Everyone has to start somewhere and since woof-next has fewer lines of code it is likely an easier place to start to build ones skill. Also troubleshooting issues is what is going to build up someones skill. In a more mature project the issues might be tougher to troubleshoot.

Agreed.

s243a commented 5 years ago

this is a headache. Say, you install a tazpkg. Then both tazpkg record and PPM record must be updated (so

It might be difficult to sync the debian package manager because it is pretty finicky (and easy to break), but it would be pretty easy to sync the puppy package manager with tazpkg. The main downside is that you end up with roughly twice the meta-information for your system.

But you still have to sync it and this is a headache. Say, you install a tazpkg. Then both tazpkg record and PPM record must be updated (so both know that a new package have been installed). And if you uninstall a package through PPM, then tazpkg record of that package must be deleted as well.

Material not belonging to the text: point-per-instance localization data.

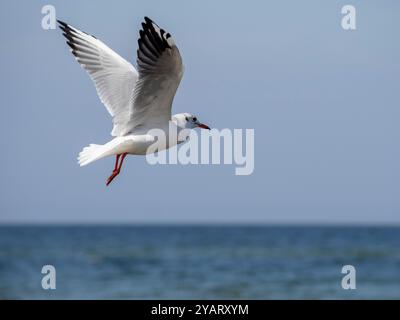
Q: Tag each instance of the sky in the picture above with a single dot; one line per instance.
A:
(323, 103)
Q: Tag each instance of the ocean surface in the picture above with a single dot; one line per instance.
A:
(199, 262)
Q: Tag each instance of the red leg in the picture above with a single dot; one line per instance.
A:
(117, 168)
(116, 162)
(122, 160)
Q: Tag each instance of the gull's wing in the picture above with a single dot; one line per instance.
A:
(160, 72)
(114, 77)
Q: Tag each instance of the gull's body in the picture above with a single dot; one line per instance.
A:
(138, 100)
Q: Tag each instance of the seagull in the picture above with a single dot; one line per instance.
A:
(138, 100)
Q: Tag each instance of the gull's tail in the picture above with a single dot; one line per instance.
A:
(92, 153)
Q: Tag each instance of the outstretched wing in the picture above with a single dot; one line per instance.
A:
(160, 72)
(114, 77)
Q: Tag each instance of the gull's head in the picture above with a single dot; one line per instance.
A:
(189, 121)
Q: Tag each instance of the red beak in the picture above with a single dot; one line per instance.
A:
(203, 126)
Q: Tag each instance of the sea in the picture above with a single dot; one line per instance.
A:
(200, 262)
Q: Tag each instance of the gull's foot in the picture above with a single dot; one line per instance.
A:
(111, 178)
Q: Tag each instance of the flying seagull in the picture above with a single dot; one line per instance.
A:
(138, 100)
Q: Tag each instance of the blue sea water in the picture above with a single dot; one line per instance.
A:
(199, 262)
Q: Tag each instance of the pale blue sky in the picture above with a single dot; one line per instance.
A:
(324, 104)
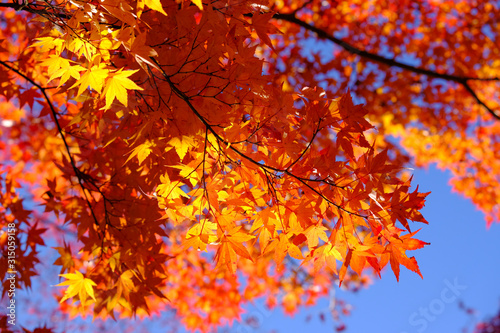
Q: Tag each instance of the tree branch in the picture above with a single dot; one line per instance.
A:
(60, 130)
(462, 80)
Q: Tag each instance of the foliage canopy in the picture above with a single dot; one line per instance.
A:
(191, 155)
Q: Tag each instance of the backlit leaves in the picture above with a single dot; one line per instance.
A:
(77, 285)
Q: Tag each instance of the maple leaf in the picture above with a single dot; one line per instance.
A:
(93, 78)
(78, 285)
(116, 86)
(153, 4)
(198, 3)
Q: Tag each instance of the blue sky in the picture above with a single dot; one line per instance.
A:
(461, 264)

but at the end of the tazpkg command I can call a script that updates the necessary meta data for petget. I can do the same thing at the end of the petget script. I'm not saying that one should do this but I don't think that for these two specific package managers it will be that hard. However, as I note above with the debian package manager this would be much harder to do.

wdlkmpx commented 5 years ago

If you use the compat distro package manager, there's no need to use the ppm. I see there's woof-arch with compiled stuff, then there should be woof-arch-gui as well. It's simple.

That's why i also tend to group rootfs-packages, and merge stuff to rootfs-skeleton. And then i end up detecting failures and deleting broken stuff, making the system smaller and smaller with less puppy stuff.

In fact if you look at it with different eyes, you only need the layered stuff code. I don't mind using the current stuff, i only need up-to-date browser and media player. And the fact that it supports all sorts of cross builds makes it worthwhile despite the many design flaws.

Now talking about tahrpup again, i performed many massive cleanups before. The main problem with the changing architecture is that old assembled pet packages may cause issues, i say this again, the package name must change if fixes are added.

Assessing stuff is time consuming. So i just delete entries and stuff, that's what i've been doing for a loong time..

When i decided to update slacko 14.0, it became completely different, i saw many core scripts in pet packages, i delete a lot of stuff and compiled basically everything again. The kernel stuff is still an issue.

s243a commented 5 years ago

Without it it maybe OK for building but for the user will be a mess if dpkg/apt is not aware of puppy files and the wild pets scattered all over the forum. If puppy is going to be utilising several distro-specific and native package managers simultaneously, may become a support nightmare. Jamesbond wrote: Agreed. This is a mess. We may want to use packages from many distros, but there should only be ONE package management.

"Pkg" for example can install .debs, .txz, but my impression is (please correct me if I'm wrong) it will convert those foreign packages into its own internal format, and keeps a record of installed packages its own way. This is okay.

It probably keeps it's own meta-data but it will call the debian post install scripts:

        if [ -f "${pkg_dir}DEBIAN/postinst" ];then
          mv "${pkg_dir}DEBIAN/postinst" "${PARENTPKG}-${SUFFIX}/DEBIAN/postinst_${count}"
        fi

https://gitlab.com/sc0ttj/Pkg/blob/master/usr/sbin/pkg#L3649

      # run the post install scripts (for puppy, slackware, arch, debian/ubuntu, etc)
      for i in /pinstall.sh /install/doinst.sh /DEBIAN/postinst
      do
        [ -z /${i} -o ! -e /${i} ] && continue
        chmod +x /${i}
        cd /
        nohup sh ${i} &>/dev/null
        sleep 0.2
        rm -f ${i}
        cd ${CURDIR}/
      done

https://gitlab.com/sc0ttj/Pkg/blob/master/usr/sbin/pkg#L4764

However, if one is missing some of the tools that are used in debians package management system then the post install scripts aren't guaranteed to work.